London (CNN) — The chairwoman of a charity co-founded by Prince Harry has accused him of “harassment and bullying at scale” in a TV interview Sunday, after he and others involved with the charity quit this week.

Sophie Chandauka, the chairwoman of Sentebale, said the Duke of Sussex unleashed “the Sussex (PR) machine” on her earlier this week when he publicly quit as a patron of the charity, along with co-founder, Prince Seeiso of Lesotho, and the board of trustees.

“At some point on Tuesday, Prince Harry authorized the release of a damaging piece of news to the outside world without informing me or my country directors, or my executive director,” she said on Sky’s Sunday Morning with Trevor Phillips program.

“And can you imagine what that attack has done for me, on me and the 540 individuals in the Sentebale organizations and their family?” she added. “That is an example of harassment and bullying at scale.”

According to a source close to the charity’s trustees and patrons, they “fully expected this publicity stunt and reached their collective decision (to quit) with this in mind.”

“They remain firm in their resignation, for the good of the charity, and look forward to the adjudication of the truth,” the source told CNN.

The source also countered Chandauka’s claim that the press had been informed about the departures before the charity, saying both Prince Harry and Prince Seeiso had sent a resignation letter to the chairwoman and trustees on March 10.

Sentebale, however, told CNN in a statement that, although “some members of the executive have had sight of a letter that was signed on behalf of the trustees,” there had been no resignation letter from the patrons.

In another interview, published Saturday, Chandauka said Prince Harry and Prince Seeiso “want to force a failure and then come to the rescue” of the organization.

While the specifics of the row are not clear, Chandauka told the Financial Times there had been friction between the charity’s UK-based staff and those in Lesotho and Botswana.

This, she said, was triggered by her efforts to transform the charity and shift decision-making to leaders in southern Africa.

Prince Harry said he was “in shock” after deciding to quit the charity, which he set up in 2006 to help young people with HIV and AIDS in Lesotho and Botswana. The Duke of Sussex co-founded Sentebale in honor of his mother, Princess Diana, nine years after she was killed in a Paris car crash.

In a joint statement with his co-founder, Prince Harry said Wednesday that it was “with heavy hearts” that they had resigned from their roles “until further notice.”

In her own statement earlier this week, Chandauka appeared to take a swipe at the 40-year-old royal for “playing the victim card.”

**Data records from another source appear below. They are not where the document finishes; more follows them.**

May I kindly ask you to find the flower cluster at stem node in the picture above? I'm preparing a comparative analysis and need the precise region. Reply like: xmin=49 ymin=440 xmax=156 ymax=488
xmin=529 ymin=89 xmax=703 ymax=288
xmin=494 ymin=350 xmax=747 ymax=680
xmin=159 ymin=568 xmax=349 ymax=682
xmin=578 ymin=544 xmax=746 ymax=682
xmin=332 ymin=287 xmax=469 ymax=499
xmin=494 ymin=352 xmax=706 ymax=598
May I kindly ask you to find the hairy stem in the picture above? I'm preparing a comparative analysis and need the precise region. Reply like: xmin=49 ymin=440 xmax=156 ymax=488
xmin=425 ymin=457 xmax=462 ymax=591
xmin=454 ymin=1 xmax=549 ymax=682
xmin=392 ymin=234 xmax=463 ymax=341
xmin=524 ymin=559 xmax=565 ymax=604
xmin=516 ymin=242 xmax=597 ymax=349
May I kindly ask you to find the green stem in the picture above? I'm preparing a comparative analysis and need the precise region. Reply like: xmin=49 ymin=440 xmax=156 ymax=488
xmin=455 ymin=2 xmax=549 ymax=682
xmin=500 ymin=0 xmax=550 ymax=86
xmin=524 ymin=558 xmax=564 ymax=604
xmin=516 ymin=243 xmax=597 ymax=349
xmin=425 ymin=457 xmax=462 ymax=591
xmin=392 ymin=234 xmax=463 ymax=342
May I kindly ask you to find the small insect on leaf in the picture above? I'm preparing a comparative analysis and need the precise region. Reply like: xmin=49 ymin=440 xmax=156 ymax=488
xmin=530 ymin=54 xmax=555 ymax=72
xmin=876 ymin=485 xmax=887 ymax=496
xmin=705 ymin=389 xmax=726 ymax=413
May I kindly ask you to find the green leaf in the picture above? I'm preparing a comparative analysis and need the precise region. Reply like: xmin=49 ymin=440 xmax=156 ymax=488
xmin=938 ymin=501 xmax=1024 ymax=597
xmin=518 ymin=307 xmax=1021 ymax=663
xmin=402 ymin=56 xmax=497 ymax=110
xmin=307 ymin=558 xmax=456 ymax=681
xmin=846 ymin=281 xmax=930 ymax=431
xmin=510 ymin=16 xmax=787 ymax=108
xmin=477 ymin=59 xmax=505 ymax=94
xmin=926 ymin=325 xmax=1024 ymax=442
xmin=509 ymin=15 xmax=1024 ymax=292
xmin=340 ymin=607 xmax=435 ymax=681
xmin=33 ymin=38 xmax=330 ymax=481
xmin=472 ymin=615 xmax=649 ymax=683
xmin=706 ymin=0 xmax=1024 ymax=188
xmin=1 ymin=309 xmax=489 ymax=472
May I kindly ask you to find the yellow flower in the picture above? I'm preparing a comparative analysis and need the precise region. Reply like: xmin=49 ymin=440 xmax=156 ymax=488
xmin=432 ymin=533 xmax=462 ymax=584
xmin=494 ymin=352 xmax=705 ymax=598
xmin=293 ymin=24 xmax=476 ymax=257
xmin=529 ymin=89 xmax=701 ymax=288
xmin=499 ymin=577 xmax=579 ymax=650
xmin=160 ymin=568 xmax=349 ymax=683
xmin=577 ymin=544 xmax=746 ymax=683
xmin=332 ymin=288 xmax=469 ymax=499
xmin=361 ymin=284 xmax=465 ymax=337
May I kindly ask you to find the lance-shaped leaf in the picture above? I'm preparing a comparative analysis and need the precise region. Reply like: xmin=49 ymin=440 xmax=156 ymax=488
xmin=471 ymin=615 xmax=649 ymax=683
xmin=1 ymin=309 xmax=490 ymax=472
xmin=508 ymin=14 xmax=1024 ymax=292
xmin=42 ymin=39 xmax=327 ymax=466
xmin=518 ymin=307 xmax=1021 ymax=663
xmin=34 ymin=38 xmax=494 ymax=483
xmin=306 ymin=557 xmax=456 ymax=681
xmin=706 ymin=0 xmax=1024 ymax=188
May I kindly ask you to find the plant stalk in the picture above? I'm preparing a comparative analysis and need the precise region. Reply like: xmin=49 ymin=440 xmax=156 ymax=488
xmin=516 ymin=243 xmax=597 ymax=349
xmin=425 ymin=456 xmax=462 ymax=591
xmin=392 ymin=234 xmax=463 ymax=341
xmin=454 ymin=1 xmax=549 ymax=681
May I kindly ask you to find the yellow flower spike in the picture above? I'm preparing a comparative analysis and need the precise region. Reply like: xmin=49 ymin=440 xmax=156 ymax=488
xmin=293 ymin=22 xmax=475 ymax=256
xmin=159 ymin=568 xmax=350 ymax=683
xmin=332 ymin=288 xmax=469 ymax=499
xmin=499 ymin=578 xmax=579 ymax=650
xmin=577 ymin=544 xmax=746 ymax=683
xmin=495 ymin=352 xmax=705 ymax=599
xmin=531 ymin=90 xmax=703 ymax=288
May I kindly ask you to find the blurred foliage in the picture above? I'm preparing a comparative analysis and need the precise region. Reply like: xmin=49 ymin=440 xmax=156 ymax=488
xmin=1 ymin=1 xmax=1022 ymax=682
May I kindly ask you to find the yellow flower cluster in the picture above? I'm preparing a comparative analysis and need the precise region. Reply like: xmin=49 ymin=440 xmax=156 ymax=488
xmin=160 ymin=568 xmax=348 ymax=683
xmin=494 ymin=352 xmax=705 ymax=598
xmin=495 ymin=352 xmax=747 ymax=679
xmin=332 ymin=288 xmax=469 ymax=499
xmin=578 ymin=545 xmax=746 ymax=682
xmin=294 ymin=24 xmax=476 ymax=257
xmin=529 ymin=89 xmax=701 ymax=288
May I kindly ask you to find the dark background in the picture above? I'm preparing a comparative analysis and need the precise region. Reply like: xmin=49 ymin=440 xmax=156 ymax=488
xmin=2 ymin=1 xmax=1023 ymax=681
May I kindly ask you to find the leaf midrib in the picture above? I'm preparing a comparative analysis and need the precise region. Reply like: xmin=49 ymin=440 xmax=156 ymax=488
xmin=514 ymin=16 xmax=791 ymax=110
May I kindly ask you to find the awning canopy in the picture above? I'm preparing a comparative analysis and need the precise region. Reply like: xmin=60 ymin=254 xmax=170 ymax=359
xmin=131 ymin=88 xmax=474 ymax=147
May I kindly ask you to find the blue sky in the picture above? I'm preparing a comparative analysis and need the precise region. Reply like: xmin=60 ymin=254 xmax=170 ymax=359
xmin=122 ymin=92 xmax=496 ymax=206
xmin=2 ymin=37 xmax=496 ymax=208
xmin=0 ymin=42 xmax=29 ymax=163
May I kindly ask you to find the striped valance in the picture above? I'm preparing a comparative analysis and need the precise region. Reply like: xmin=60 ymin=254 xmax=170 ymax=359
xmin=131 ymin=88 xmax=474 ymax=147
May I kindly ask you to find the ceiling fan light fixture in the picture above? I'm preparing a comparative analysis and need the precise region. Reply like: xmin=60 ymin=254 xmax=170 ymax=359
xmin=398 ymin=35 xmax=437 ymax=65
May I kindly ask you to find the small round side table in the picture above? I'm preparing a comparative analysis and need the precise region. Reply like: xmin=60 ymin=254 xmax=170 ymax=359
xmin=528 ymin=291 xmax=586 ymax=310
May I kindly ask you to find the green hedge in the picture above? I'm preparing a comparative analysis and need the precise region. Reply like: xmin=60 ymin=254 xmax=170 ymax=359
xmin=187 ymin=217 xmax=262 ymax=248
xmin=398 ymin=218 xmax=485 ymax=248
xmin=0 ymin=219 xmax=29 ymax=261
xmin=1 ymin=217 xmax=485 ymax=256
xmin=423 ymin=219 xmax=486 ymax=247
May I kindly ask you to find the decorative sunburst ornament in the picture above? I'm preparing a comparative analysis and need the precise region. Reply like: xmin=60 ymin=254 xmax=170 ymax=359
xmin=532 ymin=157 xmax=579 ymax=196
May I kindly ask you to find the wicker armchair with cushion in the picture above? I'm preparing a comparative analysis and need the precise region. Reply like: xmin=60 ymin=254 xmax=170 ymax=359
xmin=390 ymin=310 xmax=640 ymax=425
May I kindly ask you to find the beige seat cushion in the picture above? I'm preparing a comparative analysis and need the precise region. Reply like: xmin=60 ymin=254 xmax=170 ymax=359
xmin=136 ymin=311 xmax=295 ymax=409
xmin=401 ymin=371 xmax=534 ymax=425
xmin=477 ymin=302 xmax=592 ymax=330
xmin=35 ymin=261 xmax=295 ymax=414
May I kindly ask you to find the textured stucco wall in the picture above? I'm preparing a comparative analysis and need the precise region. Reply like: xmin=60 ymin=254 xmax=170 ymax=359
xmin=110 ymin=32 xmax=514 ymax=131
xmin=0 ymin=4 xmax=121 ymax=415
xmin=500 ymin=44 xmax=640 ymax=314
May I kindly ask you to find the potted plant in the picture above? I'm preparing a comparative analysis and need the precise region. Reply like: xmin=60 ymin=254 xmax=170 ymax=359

“Everything I do at Sentebale is in pursuit of the integrity of the organisation, its mission and the young people we serve,” she said in the statement reported by Britain’s PA Media news agency.

She went on to describe the situation as “the story of a woman who dared to blow the whistle about issues of poor governance, weak executive management, abuse of power, bullying, harassment, misogyny, misogynoir – and the coverup that ensued.”